It seems the dark spectre of Tillegra Dam will hang over the Lower Hunter for a while longer.
And, perhaps of more importance, taxpayers will
continue to fork out for the now defunct project, this time in the form of a pay cheque for a government consultant who has been hired to help dismantle the wrongs of the past administration.
The latest development in this long and sorry saga again centres on Hunter Water which has called for tenders to help develop a long term strategy for the farmland that was purchased to make way for the dam.
The specialist consultant will be engaged to develop the strategy which will focus on Hunter Water's landholdings in the Williams River Valley.

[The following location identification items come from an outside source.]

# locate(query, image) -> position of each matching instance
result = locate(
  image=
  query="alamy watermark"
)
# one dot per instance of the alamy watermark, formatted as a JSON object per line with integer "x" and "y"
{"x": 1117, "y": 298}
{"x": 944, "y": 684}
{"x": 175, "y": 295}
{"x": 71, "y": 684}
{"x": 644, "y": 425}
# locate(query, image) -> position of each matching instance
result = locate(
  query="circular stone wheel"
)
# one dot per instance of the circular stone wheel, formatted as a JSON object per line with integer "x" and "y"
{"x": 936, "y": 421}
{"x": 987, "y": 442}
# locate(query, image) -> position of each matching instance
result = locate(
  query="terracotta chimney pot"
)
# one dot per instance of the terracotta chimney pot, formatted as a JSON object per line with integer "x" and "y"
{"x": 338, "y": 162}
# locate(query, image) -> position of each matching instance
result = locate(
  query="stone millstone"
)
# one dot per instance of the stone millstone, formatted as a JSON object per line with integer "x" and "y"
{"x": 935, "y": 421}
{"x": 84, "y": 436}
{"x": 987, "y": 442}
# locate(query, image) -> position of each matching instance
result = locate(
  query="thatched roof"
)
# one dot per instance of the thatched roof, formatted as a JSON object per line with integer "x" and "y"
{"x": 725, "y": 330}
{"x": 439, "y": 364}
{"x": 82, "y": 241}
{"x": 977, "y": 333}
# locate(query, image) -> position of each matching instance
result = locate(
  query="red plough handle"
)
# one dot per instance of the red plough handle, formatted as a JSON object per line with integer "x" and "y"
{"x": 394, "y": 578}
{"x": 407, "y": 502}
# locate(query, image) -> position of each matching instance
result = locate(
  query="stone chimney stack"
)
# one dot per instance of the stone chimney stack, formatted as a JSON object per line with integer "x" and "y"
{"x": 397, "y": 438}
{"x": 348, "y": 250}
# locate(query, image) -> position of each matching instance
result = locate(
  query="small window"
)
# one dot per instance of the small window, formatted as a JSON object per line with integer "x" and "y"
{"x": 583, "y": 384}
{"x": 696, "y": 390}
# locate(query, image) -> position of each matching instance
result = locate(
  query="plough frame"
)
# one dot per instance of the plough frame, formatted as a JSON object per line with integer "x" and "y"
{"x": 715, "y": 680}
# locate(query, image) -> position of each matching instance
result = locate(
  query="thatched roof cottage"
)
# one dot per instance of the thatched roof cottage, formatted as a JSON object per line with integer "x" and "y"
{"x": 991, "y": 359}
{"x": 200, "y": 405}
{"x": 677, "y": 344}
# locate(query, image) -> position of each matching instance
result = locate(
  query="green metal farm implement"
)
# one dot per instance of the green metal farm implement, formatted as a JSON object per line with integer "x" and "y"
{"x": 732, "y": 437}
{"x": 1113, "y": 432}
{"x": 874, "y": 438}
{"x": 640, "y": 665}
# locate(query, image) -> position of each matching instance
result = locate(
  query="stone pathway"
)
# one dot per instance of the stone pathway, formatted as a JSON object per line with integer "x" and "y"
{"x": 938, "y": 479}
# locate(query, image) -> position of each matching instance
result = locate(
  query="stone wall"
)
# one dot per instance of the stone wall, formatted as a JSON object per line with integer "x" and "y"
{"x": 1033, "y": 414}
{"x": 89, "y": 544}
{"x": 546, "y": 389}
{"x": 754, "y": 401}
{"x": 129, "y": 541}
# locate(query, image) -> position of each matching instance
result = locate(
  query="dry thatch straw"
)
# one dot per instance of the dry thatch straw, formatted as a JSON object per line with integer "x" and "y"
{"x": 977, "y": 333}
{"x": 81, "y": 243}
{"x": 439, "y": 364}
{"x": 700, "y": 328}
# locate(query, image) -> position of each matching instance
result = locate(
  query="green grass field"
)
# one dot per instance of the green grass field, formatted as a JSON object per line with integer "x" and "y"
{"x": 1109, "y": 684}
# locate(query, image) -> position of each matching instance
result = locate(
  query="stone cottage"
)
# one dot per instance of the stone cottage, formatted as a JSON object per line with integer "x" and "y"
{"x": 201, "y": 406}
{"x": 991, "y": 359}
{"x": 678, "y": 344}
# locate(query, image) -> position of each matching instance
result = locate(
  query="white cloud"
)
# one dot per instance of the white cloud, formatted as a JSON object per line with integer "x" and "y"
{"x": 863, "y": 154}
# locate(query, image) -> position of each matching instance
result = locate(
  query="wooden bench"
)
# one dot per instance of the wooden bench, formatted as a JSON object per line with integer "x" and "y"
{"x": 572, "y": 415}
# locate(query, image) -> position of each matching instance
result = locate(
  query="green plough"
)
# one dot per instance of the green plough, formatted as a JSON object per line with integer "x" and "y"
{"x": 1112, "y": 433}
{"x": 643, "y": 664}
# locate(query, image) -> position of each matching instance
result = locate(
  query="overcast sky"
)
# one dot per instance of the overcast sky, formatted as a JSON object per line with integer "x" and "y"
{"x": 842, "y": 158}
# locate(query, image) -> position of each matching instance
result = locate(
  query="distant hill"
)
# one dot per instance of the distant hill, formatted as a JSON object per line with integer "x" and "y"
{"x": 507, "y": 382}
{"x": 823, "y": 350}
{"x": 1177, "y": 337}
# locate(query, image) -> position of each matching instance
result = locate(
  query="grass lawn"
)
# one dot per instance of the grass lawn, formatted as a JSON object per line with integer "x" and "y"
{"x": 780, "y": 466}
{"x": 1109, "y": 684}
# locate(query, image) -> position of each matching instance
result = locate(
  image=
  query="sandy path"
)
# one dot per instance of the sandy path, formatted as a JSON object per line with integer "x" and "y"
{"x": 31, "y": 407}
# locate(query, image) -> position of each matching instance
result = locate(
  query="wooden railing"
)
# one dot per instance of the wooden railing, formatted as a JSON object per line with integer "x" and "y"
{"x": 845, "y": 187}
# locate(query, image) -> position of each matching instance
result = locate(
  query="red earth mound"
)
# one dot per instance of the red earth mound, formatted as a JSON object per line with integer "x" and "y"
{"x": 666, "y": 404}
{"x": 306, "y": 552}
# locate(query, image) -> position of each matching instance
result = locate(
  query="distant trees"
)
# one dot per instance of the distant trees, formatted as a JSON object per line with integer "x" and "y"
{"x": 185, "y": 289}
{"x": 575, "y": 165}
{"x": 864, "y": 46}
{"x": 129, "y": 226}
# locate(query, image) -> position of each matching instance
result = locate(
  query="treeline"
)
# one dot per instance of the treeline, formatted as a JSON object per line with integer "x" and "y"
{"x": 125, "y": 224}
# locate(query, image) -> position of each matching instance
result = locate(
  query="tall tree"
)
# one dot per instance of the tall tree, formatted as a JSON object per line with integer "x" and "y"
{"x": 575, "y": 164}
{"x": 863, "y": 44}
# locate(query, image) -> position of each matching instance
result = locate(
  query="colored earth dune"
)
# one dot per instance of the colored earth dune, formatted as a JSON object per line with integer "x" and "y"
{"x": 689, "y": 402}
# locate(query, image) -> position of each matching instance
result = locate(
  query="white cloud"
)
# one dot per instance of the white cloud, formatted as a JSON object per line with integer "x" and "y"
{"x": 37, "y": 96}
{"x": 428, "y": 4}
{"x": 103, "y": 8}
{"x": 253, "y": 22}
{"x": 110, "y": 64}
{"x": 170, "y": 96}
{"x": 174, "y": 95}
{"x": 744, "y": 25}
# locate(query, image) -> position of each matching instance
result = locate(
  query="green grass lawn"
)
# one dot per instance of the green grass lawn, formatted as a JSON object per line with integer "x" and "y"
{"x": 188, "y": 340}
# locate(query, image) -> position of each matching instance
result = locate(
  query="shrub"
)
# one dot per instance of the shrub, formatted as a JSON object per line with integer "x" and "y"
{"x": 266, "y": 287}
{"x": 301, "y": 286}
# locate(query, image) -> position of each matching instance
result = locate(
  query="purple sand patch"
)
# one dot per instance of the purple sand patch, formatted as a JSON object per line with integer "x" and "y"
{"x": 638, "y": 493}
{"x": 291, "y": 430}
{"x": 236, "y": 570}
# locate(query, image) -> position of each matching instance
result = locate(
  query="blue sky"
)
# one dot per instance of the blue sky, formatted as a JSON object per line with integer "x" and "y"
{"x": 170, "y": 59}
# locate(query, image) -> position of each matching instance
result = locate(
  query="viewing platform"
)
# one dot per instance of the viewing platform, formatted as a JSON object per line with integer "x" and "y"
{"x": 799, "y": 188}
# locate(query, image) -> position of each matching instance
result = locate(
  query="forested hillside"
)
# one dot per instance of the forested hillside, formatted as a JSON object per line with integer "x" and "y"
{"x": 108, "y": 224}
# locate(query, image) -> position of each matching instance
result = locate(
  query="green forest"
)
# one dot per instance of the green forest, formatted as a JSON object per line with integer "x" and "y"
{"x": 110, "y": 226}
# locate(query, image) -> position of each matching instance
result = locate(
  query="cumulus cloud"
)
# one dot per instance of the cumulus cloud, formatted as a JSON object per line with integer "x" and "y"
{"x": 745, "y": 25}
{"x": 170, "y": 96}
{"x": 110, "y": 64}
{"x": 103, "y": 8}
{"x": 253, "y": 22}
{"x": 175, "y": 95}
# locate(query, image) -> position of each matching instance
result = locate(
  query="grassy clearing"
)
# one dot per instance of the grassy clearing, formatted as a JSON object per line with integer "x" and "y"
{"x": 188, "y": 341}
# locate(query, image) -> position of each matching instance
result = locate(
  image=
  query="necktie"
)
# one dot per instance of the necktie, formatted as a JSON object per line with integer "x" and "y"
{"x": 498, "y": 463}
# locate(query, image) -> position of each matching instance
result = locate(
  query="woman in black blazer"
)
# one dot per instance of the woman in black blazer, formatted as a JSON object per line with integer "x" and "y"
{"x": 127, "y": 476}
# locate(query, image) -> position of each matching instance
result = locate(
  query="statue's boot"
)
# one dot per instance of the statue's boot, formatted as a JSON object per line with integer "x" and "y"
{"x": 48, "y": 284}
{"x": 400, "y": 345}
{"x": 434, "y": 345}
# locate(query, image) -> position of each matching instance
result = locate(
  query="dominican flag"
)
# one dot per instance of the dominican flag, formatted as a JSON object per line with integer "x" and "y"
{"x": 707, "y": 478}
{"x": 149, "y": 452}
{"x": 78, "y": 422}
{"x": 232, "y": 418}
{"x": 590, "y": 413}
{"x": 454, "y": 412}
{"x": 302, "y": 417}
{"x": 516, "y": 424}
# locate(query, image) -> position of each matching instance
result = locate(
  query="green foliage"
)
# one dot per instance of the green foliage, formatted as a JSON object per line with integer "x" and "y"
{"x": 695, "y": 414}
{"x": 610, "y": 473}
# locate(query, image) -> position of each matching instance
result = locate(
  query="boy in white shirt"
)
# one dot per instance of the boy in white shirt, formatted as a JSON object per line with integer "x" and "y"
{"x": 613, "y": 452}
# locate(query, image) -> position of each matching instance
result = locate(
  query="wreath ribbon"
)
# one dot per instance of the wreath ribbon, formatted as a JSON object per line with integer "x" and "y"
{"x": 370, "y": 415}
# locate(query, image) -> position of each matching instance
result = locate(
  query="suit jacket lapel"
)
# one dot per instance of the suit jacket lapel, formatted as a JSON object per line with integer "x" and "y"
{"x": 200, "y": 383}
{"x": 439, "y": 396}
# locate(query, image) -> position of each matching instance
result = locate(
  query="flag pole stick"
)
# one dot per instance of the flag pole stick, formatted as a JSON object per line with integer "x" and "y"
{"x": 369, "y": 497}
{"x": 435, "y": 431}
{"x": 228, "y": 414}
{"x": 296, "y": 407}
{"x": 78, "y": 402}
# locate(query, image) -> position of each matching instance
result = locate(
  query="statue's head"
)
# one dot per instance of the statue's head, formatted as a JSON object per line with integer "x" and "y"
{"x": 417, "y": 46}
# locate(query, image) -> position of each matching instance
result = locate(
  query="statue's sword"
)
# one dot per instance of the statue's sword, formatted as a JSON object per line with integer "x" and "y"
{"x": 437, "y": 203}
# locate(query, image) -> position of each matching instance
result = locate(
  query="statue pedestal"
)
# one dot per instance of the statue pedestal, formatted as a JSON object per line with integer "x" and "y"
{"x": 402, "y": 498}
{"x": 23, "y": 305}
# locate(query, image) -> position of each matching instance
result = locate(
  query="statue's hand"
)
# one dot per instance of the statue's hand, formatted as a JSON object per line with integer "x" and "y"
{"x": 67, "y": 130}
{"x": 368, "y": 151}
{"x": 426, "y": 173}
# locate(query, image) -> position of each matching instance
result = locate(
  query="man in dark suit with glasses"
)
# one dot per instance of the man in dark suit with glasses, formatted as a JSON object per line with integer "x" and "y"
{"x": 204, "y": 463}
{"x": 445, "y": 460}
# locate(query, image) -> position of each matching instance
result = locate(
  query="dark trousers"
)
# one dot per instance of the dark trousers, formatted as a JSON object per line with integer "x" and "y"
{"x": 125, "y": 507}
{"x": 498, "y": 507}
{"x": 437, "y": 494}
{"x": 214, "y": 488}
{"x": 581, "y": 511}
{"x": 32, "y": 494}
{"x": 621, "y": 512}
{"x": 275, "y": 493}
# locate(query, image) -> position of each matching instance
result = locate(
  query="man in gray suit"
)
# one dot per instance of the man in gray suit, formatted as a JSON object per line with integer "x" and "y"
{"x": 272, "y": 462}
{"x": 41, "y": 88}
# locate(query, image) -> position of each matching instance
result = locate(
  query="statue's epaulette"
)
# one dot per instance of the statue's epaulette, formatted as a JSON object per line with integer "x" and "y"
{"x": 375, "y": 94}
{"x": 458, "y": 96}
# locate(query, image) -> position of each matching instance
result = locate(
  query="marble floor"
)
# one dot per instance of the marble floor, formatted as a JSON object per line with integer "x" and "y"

Local stakeholders, including Dungog Shire Council, the community and relevant government planning authorities, have been promised a say in developing the strategy.
This is a positive move, without question.
Hunter Water’s management says it wants to ensure that the best value for the land is achieved “for the benefit of the local economy and ultimately Hunter Water's
customers" and that it is expected a staged release of land over the long term will be considered as part of the
That too, would seem to be the correct procedure.
But what of the land and its former owners who, afterall, have been put through more than enough over many years?
The No Tillegra Dam Group believes Hunter Water never considered land values when it pressured Williams River Valley landowners into selling their land in the first place; now the facility wants to maximise returns.
The tragedy is that the number of lives that were changed forever when farmers were forced off their land may never be fully known; nor the lost agricultural production from some of the richest farmland in the state.
There is more than a touch of irony to this situation but what is for certain is that the events of the past must not be repeated anywhere in the state, anytime in the future.